BACKGROUND
Rare diseases affect roughly 400 million people world-wide, and 30 million in Europe. Intangible costs and personal aspects for patients and their families are rarely accounted for, as most studies focus on easy-to-measure metrics. On the other hand, social media play an important role for these people who can easily feel isolated and seek both support and advice online.
OBJECTIVE
We aim to examine in the peer-reviewed academic literature how social media has been used to generate new knowledge, and the types of research questions that have been answered through social data mining. We explore what types of methods, data sources, and data types are used.
METHODS
We reviewed studies based on user-generated data, focusing on rare diseases, and published prior to May 2023. For included publications, a list of pertinent variables was established to cover data sources, data processing, and objectives. These variables were later on analysed quantitatively and qualitatively.
RESULTS
Eighty-seven studies were included. The vast majority of publications (94.3%) focused on one rare disease or on a family of rare diseases. Overall, only less than a hundred rare diseases were studied in the included publications. Moreover, 93.1% of the studies analysed contents in English.
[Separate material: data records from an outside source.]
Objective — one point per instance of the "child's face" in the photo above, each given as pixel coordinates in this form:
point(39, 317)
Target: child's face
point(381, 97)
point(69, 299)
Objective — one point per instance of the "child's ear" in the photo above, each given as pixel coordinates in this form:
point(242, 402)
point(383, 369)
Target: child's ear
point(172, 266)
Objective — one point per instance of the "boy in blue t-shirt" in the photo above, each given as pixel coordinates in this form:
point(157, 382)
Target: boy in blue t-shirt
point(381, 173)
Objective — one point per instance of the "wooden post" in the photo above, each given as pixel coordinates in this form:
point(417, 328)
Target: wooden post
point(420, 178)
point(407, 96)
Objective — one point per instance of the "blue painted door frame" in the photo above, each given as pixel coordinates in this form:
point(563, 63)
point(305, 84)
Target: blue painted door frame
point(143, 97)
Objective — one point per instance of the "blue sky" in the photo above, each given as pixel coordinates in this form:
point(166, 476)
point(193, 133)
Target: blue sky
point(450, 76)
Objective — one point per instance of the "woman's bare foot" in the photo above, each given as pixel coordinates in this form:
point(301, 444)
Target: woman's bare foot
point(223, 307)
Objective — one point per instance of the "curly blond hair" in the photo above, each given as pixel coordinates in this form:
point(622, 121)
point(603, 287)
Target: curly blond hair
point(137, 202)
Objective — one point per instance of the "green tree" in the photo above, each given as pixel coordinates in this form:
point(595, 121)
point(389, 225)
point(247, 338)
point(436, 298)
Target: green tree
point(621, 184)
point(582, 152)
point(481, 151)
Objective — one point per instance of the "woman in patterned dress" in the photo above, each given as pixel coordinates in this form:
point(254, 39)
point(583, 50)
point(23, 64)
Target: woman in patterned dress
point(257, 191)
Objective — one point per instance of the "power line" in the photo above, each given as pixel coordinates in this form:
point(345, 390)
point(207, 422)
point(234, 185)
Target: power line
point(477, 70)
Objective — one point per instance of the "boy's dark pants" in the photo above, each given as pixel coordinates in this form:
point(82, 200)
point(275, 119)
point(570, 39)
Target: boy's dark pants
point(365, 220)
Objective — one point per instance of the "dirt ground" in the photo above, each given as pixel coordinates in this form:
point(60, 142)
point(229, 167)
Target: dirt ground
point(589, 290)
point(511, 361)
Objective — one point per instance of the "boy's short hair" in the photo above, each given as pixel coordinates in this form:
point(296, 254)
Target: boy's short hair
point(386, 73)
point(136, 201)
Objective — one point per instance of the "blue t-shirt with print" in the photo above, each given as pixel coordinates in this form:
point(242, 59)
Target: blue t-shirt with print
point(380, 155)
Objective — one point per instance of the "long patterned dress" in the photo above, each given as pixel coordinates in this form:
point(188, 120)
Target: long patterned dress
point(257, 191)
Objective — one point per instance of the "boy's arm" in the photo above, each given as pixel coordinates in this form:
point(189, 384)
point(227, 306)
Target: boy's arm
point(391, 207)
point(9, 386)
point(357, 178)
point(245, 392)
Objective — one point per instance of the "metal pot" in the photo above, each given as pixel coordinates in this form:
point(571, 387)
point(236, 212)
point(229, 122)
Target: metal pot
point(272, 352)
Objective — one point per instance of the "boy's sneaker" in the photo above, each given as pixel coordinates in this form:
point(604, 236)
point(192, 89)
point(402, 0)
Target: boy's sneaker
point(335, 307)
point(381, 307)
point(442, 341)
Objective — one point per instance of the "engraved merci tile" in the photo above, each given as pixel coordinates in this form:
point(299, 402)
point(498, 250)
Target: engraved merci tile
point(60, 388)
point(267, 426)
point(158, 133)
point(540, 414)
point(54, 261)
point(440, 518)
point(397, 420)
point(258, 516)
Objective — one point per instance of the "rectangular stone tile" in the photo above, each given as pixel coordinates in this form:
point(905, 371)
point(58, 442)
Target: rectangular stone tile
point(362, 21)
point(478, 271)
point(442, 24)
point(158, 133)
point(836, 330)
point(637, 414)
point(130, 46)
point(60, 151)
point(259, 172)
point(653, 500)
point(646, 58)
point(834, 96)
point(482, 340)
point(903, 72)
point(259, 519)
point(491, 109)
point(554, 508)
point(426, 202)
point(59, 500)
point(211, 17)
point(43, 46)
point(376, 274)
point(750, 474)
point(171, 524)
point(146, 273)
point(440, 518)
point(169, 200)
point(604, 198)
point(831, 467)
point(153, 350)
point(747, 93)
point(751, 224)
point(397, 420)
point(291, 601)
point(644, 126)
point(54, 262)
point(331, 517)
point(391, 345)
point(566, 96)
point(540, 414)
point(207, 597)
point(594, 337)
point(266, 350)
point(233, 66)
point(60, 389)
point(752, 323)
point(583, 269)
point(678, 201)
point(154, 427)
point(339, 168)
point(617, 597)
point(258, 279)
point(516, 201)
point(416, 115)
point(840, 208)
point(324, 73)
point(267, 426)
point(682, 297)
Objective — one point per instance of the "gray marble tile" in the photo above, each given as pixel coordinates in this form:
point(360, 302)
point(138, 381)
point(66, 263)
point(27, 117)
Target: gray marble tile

Surprisingly, automated methods were used in only seven studies, all published after 2020. These publications’ mean number of posts studied is 33,201 (compared to 1,405 for publications analysing the posts manually). Among these publications, three had a temporal range of five years or more, accounting for half of the publications with a temporal range of five years or more (the majority of publications had a temporal range of less than two years). Among the seven publications using AI methods, the two main AI-assisted tasks were sentiment analysis and topic identification.
CONCLUSIONS
This work allowed us to grasp what the reality of using user-generated social media data for rare disease research was in 2023. The opportunities of current AI research on NLP are still underexploited in this very specific field, resulting in an under exploitation of online data. Contrasting with the high expectancies of the rare disease research community, this review shows that social media based studies in this field are still at an early stage, with only a tiny portion of rare diseases studied, with only a few languages studied also, and mainly with only very few studies exploiting current NLP progress to extract knowledge from social media data.